SciPy is library, written on the top of NumPy, offering many scientific computing algorithms from linear algebra, numerical calculus, and statistics.

In [75]:
import numpy as np

In [76]:
a = np.arange(12)

In [77]:
a

array([ 0,  1,  2,  3,  4,  5,  6,  7,  8,  9, 10, 11])

In [78]:
type(a)

numpy.ndarray

In [79]:
a.shape

(12,)

In [80]:
a.reshape(3, 4)

array([[ 0,  1,  2,  3],
       [ 4,  5,  6,  7],
       [ 8,  9, 10, 11]])

### Deque and Other Queues

The `.append` and `.pop` methods make a list usable as a stack or a queue. But inserting and removing from the left of list is costly because the entire list must shifted.

**The class `collections.deque` is a thread-safe double-ended queue desinged for fast inserting and removing from both ends.**

In [81]:
import collections

In [82]:
dq = collections.deque(range(10), maxlen=10)

In [83]:
dq

deque([0, 1, 2, 3, 4, 5, 6, 7, 8, 9])

In [84]:
dq.rotate(3)

In [85]:
dq

deque([7, 8, 9, 0, 1, 2, 3, 4, 5, 6])

In [86]:
dq.rotate(-4)

In [87]:
dq

deque([1, 2, 3, 4, 5, 6, 7, 8, 9, 0])

In [88]:
dq.appendleft(-1)

In [89]:
dq

deque([-1, 1, 2, 3, 4, 5, 6, 7, 8, 9])

In [90]:
dq.extend([11, 22, 33])

In [91]:
dq

deque([3, 4, 5, 6, 7, 8, 9, 11, 22, 33])

In [92]:
dq.extendleft([10, 20, 30, 40])

In [93]:
dq

deque([40, 30, 20, 10, 3, 4, 5, 6, 7, 8])

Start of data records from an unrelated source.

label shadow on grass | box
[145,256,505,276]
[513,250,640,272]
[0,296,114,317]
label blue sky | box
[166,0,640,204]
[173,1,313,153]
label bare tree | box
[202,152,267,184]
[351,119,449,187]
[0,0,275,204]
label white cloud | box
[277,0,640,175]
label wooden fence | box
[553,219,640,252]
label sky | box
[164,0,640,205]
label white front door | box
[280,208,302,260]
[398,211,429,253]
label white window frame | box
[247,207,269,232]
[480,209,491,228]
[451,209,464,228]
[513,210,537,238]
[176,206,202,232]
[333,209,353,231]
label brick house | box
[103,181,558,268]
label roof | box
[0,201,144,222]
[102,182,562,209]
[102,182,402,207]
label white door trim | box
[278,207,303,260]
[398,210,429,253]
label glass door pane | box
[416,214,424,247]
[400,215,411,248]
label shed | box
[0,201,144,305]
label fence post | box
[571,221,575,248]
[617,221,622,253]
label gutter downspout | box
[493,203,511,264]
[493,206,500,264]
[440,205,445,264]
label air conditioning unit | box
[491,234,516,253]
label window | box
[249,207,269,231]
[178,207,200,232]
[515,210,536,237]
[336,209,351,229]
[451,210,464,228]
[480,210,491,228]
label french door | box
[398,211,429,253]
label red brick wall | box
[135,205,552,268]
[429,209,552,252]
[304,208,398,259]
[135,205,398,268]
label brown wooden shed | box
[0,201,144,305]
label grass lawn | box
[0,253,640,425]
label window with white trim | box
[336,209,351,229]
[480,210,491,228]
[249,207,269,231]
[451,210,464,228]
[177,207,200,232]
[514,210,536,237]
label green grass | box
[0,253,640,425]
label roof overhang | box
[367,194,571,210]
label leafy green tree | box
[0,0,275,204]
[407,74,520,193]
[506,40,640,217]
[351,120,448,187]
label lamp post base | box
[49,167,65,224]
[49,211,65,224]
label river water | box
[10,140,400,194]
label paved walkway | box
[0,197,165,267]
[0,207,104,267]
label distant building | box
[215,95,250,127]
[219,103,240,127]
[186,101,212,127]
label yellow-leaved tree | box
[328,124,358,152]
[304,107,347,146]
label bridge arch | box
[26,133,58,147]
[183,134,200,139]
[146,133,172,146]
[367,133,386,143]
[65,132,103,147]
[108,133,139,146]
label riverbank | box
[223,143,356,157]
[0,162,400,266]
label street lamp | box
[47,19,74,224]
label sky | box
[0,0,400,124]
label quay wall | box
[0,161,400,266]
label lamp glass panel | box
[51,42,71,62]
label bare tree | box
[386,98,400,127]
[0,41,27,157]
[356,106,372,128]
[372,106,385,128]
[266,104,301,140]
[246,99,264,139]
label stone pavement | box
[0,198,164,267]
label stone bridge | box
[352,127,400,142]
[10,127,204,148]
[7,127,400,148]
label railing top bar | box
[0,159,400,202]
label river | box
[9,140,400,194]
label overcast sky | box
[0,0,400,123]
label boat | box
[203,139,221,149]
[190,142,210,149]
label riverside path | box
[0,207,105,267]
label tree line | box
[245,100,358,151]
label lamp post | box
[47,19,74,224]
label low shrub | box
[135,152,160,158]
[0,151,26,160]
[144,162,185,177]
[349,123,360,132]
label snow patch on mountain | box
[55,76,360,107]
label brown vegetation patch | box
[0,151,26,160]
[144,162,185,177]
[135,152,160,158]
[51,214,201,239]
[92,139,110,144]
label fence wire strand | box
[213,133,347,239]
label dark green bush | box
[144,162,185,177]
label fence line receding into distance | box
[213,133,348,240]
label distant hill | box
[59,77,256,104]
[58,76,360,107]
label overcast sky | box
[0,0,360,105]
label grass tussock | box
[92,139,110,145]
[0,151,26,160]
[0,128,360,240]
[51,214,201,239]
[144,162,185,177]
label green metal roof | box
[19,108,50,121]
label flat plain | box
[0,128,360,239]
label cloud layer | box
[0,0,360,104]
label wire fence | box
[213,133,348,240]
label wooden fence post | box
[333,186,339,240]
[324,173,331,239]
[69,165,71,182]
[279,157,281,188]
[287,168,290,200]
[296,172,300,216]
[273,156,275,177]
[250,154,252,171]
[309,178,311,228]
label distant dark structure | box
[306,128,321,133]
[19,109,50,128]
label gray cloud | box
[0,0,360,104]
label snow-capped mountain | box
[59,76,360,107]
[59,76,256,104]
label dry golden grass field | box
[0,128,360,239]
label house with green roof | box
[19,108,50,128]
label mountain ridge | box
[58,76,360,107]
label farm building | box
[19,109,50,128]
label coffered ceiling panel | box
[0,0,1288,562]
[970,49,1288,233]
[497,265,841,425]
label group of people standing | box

**The append and popleft operations are atomic,m so deque is safe use as a LIFO queue in multithread application without the need of using locks.**

## Chapter Summary

**Python sequences are often as mutable or immutable, but it is also useful to consider a different axis: flat sequences and container sequences.** The former are more compact, faster, and easier to use, but are limited to storing atomic data such as numbers, characters, and bytes. Container sequences are more flexible, but may suprised you when they hold mutable objects, you need to be careful to use them correctly with nested data structure.

List comprehension and generator expression are powerful notations to build and initialize sequences.

Tuple in Python play two roles: as records with unamed fields and as immutable lists. When a tuple is used as a record, tuple unpacking is the safest, most readable way of getting at the fields. The new `*` syntax makes tuple unpacking even better by making it easier to ignore some fields and to deal with optional fields.

Sequence slicing is favorite Python syntax features, and it is even more powerful than many realize. Multidimensional slicing and ellips(...) notation, as used in NumPy, may also supported by user-defined sequence.

Repeated concatentions as in seq * n is convenient and, with care, can be used to initialize lists of lsit containing immutable items. **Agumented assignment with += and *= behaves differently  for mutable and immutable sequences.** In the latter case, these operators build new sequences, Buf if the sequence is mutable, it is usuallly changed in place.

The `sort` method and `sorted` built-in function are easy to use and flexible.

Beyond lists and tuples, the Python standard library provides `array.array`.